Ok, direte voi, cavoli del Pd e di chi sarà così matto da candidarsi contro Renzi e i suoi protetti, che porteranno certamente ai gazebo orde di migranti bisognosi di qualche spicciolo, malavitosi ed esponenenti della destra (come quelli filmati a Napoli), truppe cammellate di varia estrazione (magari orfane di Buzzi e Carminati).
E invece no, sono cavoli di chiunque d’ora in avanti voglia far politica normale, partecipando – addirittura! – alle elezioni di vario livello.
“… la proposta è ben strutturata e si ispira all’esempio americano, a cominciare dal fatto che si prevede un giorno unico per i “gazebo” di tutti i partiti per un costo di 15 milioni di euro per un periodo di 3 anni. Costo sostenuto da un fondo pubblico ad hoc (da qui la facile critica dei grillini, che accusano il Pd di volersi fare le sue primarie con i soldi dei contribuenti). Nella proposta di legge sono previste primarie per tutte le cariche monocratiche elettive (sindaci, presidenti di regioni, sindaci metropolitani) e le stesse regole possono essere adottate anche per la scelta del leader di partito che per quanto riguarda il Pd diventa automaticamente candidato premier alle elezioni politiche.
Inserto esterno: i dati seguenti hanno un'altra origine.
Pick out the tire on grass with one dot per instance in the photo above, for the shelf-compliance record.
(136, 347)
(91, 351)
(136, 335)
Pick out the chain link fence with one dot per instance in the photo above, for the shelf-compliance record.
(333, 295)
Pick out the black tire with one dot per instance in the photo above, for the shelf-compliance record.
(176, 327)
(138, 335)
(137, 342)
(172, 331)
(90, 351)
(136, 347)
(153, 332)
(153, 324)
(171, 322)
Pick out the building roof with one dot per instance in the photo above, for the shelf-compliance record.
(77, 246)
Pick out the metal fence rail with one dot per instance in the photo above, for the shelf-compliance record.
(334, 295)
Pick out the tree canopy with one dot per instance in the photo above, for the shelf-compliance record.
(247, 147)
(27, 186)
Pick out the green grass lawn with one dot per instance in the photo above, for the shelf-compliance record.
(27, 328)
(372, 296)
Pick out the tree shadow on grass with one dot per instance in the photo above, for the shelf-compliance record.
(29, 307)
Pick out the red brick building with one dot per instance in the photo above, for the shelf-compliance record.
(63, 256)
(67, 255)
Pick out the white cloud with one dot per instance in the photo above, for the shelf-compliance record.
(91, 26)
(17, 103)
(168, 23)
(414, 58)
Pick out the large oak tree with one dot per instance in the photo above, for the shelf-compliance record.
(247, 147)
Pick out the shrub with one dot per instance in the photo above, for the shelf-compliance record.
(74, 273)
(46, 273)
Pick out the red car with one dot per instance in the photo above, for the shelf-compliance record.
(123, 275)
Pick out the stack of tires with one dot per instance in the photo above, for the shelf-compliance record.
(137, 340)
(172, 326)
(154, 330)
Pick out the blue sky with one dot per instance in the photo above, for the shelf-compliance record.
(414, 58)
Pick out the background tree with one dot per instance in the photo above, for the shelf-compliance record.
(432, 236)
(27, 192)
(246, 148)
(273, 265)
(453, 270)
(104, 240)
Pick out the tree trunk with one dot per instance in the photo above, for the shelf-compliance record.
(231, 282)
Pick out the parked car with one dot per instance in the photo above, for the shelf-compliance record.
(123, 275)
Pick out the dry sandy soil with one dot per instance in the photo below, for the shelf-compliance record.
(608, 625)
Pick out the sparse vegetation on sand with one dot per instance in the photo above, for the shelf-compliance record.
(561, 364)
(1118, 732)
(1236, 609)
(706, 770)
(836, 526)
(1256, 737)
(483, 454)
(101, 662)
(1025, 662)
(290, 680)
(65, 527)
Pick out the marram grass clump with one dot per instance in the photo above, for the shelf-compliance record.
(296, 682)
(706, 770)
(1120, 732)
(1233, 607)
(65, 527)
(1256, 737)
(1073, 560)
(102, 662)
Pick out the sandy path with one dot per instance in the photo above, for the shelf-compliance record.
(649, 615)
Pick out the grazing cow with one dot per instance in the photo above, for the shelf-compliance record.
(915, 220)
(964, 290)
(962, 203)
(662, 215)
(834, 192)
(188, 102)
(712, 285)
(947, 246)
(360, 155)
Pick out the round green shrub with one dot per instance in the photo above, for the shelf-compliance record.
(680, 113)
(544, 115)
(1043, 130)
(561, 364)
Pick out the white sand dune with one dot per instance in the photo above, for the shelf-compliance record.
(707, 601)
Naturalmente le primarie non sono imposte. Ma è prevista una sanzione non indifferente per i partiti che decidono di non ricorrervi: la perdita dell’accesso al meccanismo del 2 per mille e agli sgravi fiscali previsti dalla legge sul finanziamento dei partiti.
Insomma, diventerebbero obbligatorie nei fatti. Manca, nella presentazione del testo, una descrizione del metodo da usare (solo per gli iscritti a quel partito? Oppure aperte a tutti con la certezza che arriverebbero ai seggi tutte quelle truppe cammellate che votano il candidato più comodo per il governo?).
Vero è che, nel disegno di legge, si prevede che le primarie debbano svolgersi tutte nello stesso giorno, ma chi può impedire a un branco di “elettori” che abbia appena votato in piazza Duomo per un partito di passare in San Babila per votarne un altro? E il riscontro incrociato tra i votanti per i vari partiti, da chi verrebbe effettuato? E in quanto tempo? E come si potrebbero distinguere, una volta registrati come voti validi, le preferenze “incongrue” depositate da gente che non avrebbe avuto diritto a votare?
Ma queste sono preoccupazioni in fondo quasi secondarie. Il tema principale è il taglio dei fondi – perdita dell’accesso al 2 per mille e agli sgravi fiscali – per tutti quei partiti che dovessero scegliere il proprio candidato senza farselo selezionare dall’avversario (com’è avvenuto con Paita, Valente, Sala e soprattutto con lo stesso Renzi). Insomma, senza primarie “aperte”.
In pratica, alla fine di questa corsa, l’intento è chiaro: possono sopravvivere solo i comitati elettorali (chiamarli partiti pare ormai davvero un insulto) con alle spalle poteri economici che si possono permettere di investire qualche milione o più per conquistare una poltrona. Da cui ovviamente trarre, con gli interessi, la cifra spesa per conquistarla. Altro che “rottamazione dei professionisti della politica” (peraltro già avvenuta…), qui si spalancano le porte ai professionisti della rapina delle risorse pubbliche! Anzi. L’accesso alla “politica” resterebbe permesso soltanto a loro.
Ma se persino al livello della “politica normale” il criterio del censo diventa l’unico parametro effettivo, allora dovrebbe esser chiaro per tutti che quel “prendere per fame” movimenti e soggetti politici d’opposizione è, nella testa del Pd – ovvero della classe dirigente incistata nel peggiore affarismo clientelare e legittimata dall’Unione Europea -, un progetto di desertificazione politica totale. Un fascismo senza marcette militari, eja eja alalà e olio di ricino, forse. Ma altrettanto pezzente, nauseabondo e criminogeno.